2016-11-14 23:34:18 | 講演・講義・フォーラム等
 講師の牧野東大大学院教授は、「これからの社会の大きなテーマは、社会的であること」と主張する。「社会的であること」とは? 教育学者が説く我が国のこれからの在り方について耳を傾けた。 

 11月10日(木)、道立生涯学習推進センターが主催する「生涯学習推進専門講座」に参加した。この講座は市町村の社会教育を担当する職員など行政職員を対象としたものだったが、講座の冒頭の基調講義だけは一般市民にも公開されたために受講した。

 その基調講義は、東大大学院教育学研究科教授の牧野篤氏「学び:自分と世界をつくり出す運動 ~地域に必要なコーディネーターのあり方~」と題して講義した。

                    

 牧野氏は講義の冒頭で、劇作家の平田オリザ氏の「下り坂をそろそろと下る」という著書の中の一文を紹介してくれた。その一文とは…、司馬遼太郎が著した「坂の上の雲」を模して次のように日本の行く末を示唆したという。
 「まことに小さな国の衰退期には三つのさみしさに耐えること」として、「もはや工業立国ではない」、「もはや成長は望めない」、「もはやアジアの先進国ではない」と断じたという。そして「もうこの社会の希望はさがし出せない」とし、「新しい社会をつくる文化 = 生き方を生み出す」ことが必要だと指摘したという。

 牧野氏がこの一文を紹介したということは、牧野氏自身が平田氏の考え方と軌を一にすることを物語っている。つまり、日本の行く末、いやもう差し掛かっている「高齢社会」、「少子化社会」、「人口減少社会」という日本の現実を直視し、その現実を受け止めたうえで日本の将来を語るべきではないか、という問題提起と受け止めた。

 よく言われることであるが、今後我が国においては、これまでの成功モデルが通用しなくなった、ということが良く言われるようになった。つまり良い大学を出て、良い会社に入って、etc、etc …。このような図式が産業社会(工業社会)の終焉とともに崩れてしまい、価値観が転換したと牧野氏は指摘する。
 その価値観とは、個人の人格を完成し、自我を形成して、国家へ帰属する(大きな会社、大きな組織に属する)ことを普遍の原理として社会が統合していたのが日本社会だったが、その考え方が成り立たなくなったというのだ。

 すると人々はどう対応すれば良いのか、というと…。牧野氏は次のように言う。
 「学習」による自己価値の実現をベースに、「学習成果の活用」による社会参加を促し、「生涯学習を通したまちづくり」へ国民が参加することだという。

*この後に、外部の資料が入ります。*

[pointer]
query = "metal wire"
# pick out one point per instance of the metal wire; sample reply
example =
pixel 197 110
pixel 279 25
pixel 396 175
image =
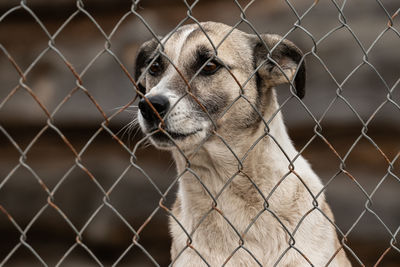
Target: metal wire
pixel 104 127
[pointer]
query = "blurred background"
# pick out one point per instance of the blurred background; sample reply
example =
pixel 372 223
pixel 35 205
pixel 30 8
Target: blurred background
pixel 369 96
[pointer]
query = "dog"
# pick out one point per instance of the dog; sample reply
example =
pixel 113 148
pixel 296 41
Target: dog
pixel 245 197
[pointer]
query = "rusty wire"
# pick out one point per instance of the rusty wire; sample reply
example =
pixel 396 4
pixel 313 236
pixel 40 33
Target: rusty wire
pixel 104 127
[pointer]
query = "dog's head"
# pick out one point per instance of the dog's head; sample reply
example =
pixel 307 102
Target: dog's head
pixel 211 79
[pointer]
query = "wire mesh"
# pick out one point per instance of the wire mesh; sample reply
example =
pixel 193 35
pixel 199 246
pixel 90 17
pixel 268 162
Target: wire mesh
pixel 164 194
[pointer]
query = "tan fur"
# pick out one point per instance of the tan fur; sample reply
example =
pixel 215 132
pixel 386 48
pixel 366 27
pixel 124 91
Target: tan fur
pixel 239 221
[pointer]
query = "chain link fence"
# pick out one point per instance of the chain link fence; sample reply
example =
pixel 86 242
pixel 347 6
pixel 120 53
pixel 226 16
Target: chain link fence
pixel 81 186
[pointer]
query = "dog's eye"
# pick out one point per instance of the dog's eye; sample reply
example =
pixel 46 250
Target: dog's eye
pixel 155 68
pixel 210 68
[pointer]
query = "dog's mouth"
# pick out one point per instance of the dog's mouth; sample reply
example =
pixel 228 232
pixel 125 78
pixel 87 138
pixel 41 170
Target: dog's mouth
pixel 167 136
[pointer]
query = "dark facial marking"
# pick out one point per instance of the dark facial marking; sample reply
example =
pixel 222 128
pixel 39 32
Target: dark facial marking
pixel 141 62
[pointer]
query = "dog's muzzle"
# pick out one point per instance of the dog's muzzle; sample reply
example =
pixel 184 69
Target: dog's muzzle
pixel 160 104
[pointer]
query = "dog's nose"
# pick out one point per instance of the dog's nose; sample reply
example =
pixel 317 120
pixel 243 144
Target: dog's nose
pixel 159 102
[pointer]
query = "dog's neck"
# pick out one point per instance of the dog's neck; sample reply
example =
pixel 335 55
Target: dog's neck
pixel 214 164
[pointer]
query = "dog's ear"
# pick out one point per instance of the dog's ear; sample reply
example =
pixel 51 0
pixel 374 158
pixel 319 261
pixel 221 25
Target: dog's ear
pixel 289 58
pixel 144 54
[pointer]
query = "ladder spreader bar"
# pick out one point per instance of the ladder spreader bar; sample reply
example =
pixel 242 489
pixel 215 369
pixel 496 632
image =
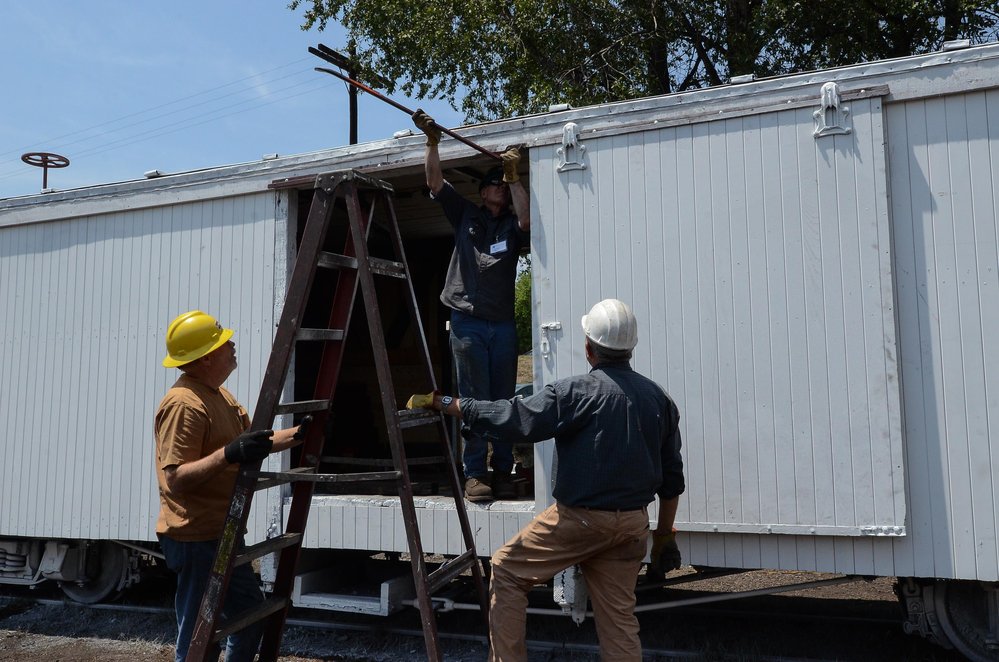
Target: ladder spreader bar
pixel 450 570
pixel 301 407
pixel 274 479
pixel 411 418
pixel 329 260
pixel 387 267
pixel 319 334
pixel 259 613
pixel 367 476
pixel 265 547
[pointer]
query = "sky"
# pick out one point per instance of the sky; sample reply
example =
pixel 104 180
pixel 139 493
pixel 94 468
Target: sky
pixel 121 88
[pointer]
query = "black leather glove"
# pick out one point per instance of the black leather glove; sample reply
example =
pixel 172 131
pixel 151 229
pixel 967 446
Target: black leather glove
pixel 249 447
pixel 303 427
pixel 426 124
pixel 665 555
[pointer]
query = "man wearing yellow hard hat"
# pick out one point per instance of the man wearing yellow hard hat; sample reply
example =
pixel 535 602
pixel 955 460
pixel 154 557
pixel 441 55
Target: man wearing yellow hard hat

 牧野氏の処方箋はやや弱い気もするのだが、教育学者として価値観の転換を教育的立場からどう考えるかとしたときには当然の帰結とも言えるかもしれない。
 牧野氏の指摘を誤解を恐れずに、私流に言葉を変えて表現するなら、これまでの「学習」はどこかに所属するため、だれかに認められるための学習であった。しかし、これからの「学習」は自らの自己実現のために学習し、その成果を社会に活用するようなシステムにしていく必要があるとした。それはまた、一時期だけの学習ではなく、生涯を通した学習によって、子どもも、若者も、老人も全てが「まちづくり」に参加するような社会を目ざす社会でありたい、と指摘したと受け止めた。

 牧野氏の講義は、もっともっと多岐にわたったのだが概略上記のようだったと理解した。そして講義題との整合性だが、価値観の転換によって「学習」の質が転換するにあたって、生涯学習を支援する立場の社会教育関係者は、地域の住民が学習するにあたってのコーディネーターとしての在り方を見直そう、という趣旨だったと理解した。